In a decision on January 11, 2016, the European Commission concluded that the Belgian Excess profits exemption tax scheme was illegal under EU State aid rules, ordering Belgium to recover all incompatible aid granted under that scheme from the multinational companies recipients of that aid, around €700 million! This decision, which was made available last May 4, is in keeping with the Commission’s initiative since June 2013 to investigate, pursuant to the EU State aid rules, the practices of certain Member States who purportedly give selective advantages to certain companies on the basis of tax rulings. 

Although up to now the investigations had involved a very limited number of companies expressly mentioned, this decision is noteworthy because of its scope : now not only rulings granted on a case-by-case basis to several companies are covered , the entire tax exemption scheme, from which a large number of multinational companies benefited on basis of the Belgian authorities’ tax rulings, is covered.  More than 50 companies have benefited from these rulings, which authorized them to reduce their tax base by between 50% and 90% to discount.

The relevant tax scheme effectively allowed Belgian entities being part of a multinational group to reduce their tax base in Belgium for alleged "excess profit" on the basis of a binding tax ruling. Under such tax rulings, the actual recorded profit of a multinational is compared with the hypothetical average profit a stand-alone company in a comparable situation would have made.
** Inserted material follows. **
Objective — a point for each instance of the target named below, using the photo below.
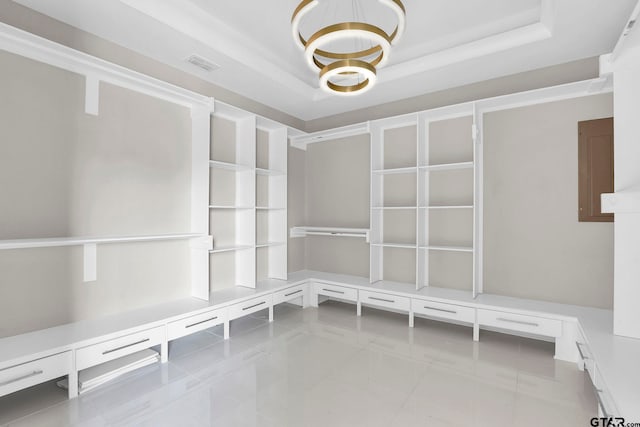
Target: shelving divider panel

The alleged difference in profit is deemed to be "excess profit" by the Belgian tax authorities, and the multinational's tax base is reduced proportionately..
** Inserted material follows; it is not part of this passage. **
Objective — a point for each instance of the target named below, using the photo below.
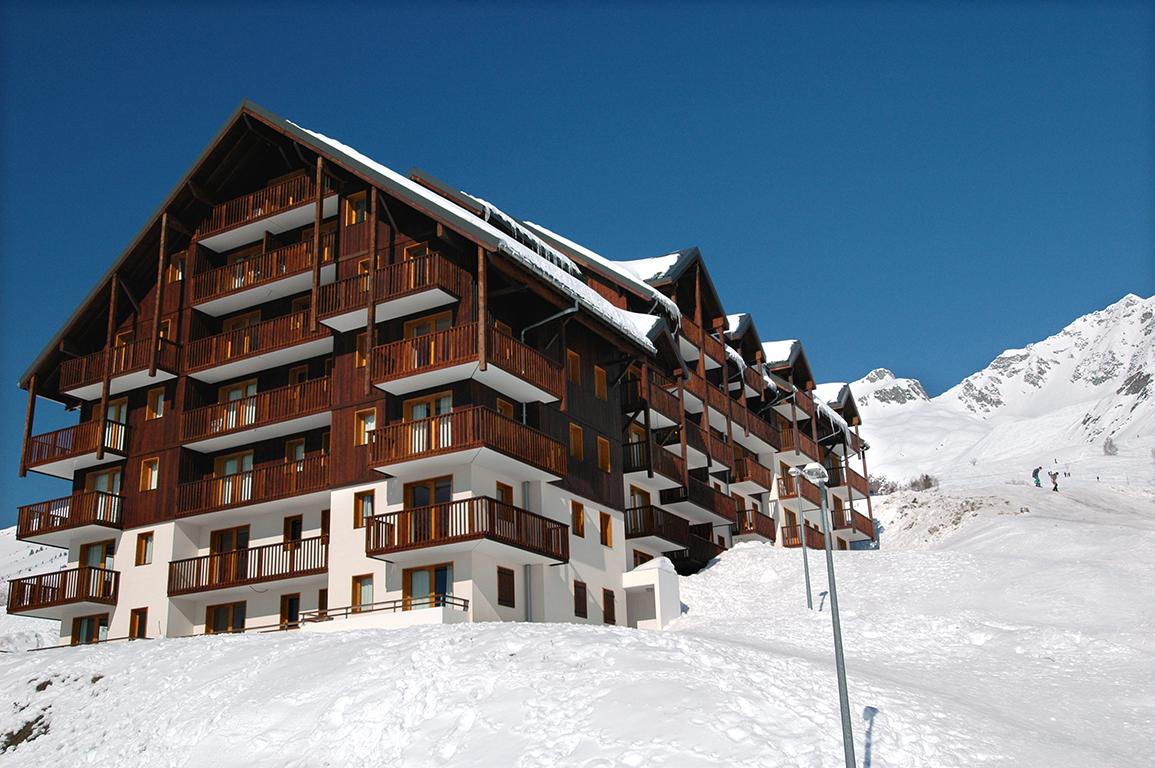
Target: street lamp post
(819, 476)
According to Belgium, this exemption ensured that a Belgian entity belonging to a group would be taxed only based on its arm’s length profits, and not based on the profits corresponding to the synergies, economies of scale or other advantages procured from being part of a group and which do not exist for a stand-alone company.

Relying on an examination of 22 tax rulings (out of 66 handed down, all of which were favorable to the companies), the Commission initially characterized the disputed tax scheme as an aid scheme, then, subsequently, it demonstrated that the aid was incompatible with the internal market and, lastly, it demanded the immediate and effective restitution of the aid granted illegally.
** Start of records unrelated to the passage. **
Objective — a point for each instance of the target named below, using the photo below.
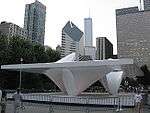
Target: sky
(59, 12)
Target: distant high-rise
(146, 4)
(72, 40)
(88, 32)
(10, 29)
(34, 21)
(104, 48)
(133, 35)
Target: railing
(124, 100)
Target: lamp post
(21, 60)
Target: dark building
(34, 21)
(104, 48)
(133, 34)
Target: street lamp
(21, 60)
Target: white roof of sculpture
(73, 77)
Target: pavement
(46, 108)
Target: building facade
(146, 4)
(90, 51)
(72, 40)
(88, 32)
(10, 30)
(104, 48)
(133, 35)
(34, 21)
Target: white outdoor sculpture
(73, 77)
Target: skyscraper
(72, 40)
(10, 29)
(146, 4)
(34, 21)
(133, 35)
(88, 31)
(104, 48)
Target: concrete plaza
(46, 108)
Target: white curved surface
(73, 77)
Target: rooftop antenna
(140, 5)
(89, 13)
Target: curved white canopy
(73, 77)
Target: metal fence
(124, 100)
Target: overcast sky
(60, 11)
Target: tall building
(72, 40)
(104, 48)
(10, 30)
(146, 4)
(34, 21)
(133, 35)
(88, 32)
  1. The Commission concluded that the excess profits exemption is indeed an aid scheme insofar as:  (i) acts exist based on which the exemption is awarded (implementation and interpretation of the provisions of Article 185 of the Belgian Income Tax Code 1992); (ii) the exemption does not require any additional implementation measures, as the obligation to obtain an individual tax ruling is merely a technical means for implementing the tax scheme; (iii) the tax scheme defines the beneficiaries, as the exemption is limited to entities that form part of “a multinational group of associated companies”.
  2. The Commission declared this aid incompatible with the interior market insofar as all the criteria set out in Article 107 of the Treaty on the Functioning of the European Union have been fulfilled:
    1. Aid granted by a Member State or through State resources: Excess Profit exemption is imputable to the Belgian State and gives rise to a loss of tax resources for Belgium.
    2. Aid that affects trade between Member States: insofar as the exemption may be granted only for profits derived from a new situation, which entails that the company’s activities will be relocated or increased in Belgium, the tax scheme is likely to influence the choices made by multinationals regarding the location of their investments within the European Union and, therefore, to affect trade within the European Union.
    3. Aid that threatens to distort competition: this tax scheme relieves the beneficiary companies from a burden they would otherwise be obliged to bear and, therefore distorts competition by strengthening these companies’ financial positions as compared with other companies.
    4. Aid that favors certain companies – “existence of a selective advantage:  the exemption regime confers a selective advantage on the Belgian entities members of a multinational group by unilaterally reducing their tax base and by lowering their taxes due in relation to the taxes these companies would have been required to pay pursuant to the corporate income tax under ordinary law in Belgium.  The Commission did not accept Belgium’s justification, which is that this advantage prevents potential double taxation.  Quite to the contrary, the Commission concluded that, insofar as the tax scheme grants a unilateral exemption in advance, without it being necessary for the exempted profit to have been or to be included in the tax base of an associated foreign group entity in another Member State, this tax scheme clearly goes beyond what is necessary and proportionate to fulfill the objective of avoiding double taxation.
  3. Pursuant to Regulation 2015/1589, the Commission requires Belgium to recover all taxes not paid by the multinationals that benefited from the unlawful tax scheme.  The Commission concluded that the Belgian authorities could not assert the principle of “legitimate expectation” insofar as, according to the case-law of the Union courts, a Member State which has illegally granted aid cannot plead the legitimate expectation of aid beneficiaries’ to avoid the obligation of taking measures necessary for recovering the aid.  The Commission also rejected the principle of legal certainty on the grounds that the excess profits exemption constitutes a deviation from the arm’s length principle.  Lastly, the Commission had no difficulty in quantifying the aid to be paid back:  the amount is the difference between the tax actually paid and the amount which should have been paid if the generally applicable rule had been applied, plus the cumulated interest on such amount as of the date on which the aid was granted.  After two months of negotiations with the Commission, last March 22, Belgium officially appealed the Commission’s decision to the EUCJ, stating that it wished to file an application to suspend the recovery of these taxes until the EUCJ holds a decision.  Beyond the legal arguments and those based on tax justice, one can easily see how difficult it will be, both judicially and economically, for Belgium to recover these very large sums from the multinationals to which Belgium granted a theoretically long-lasting, preferential tax status.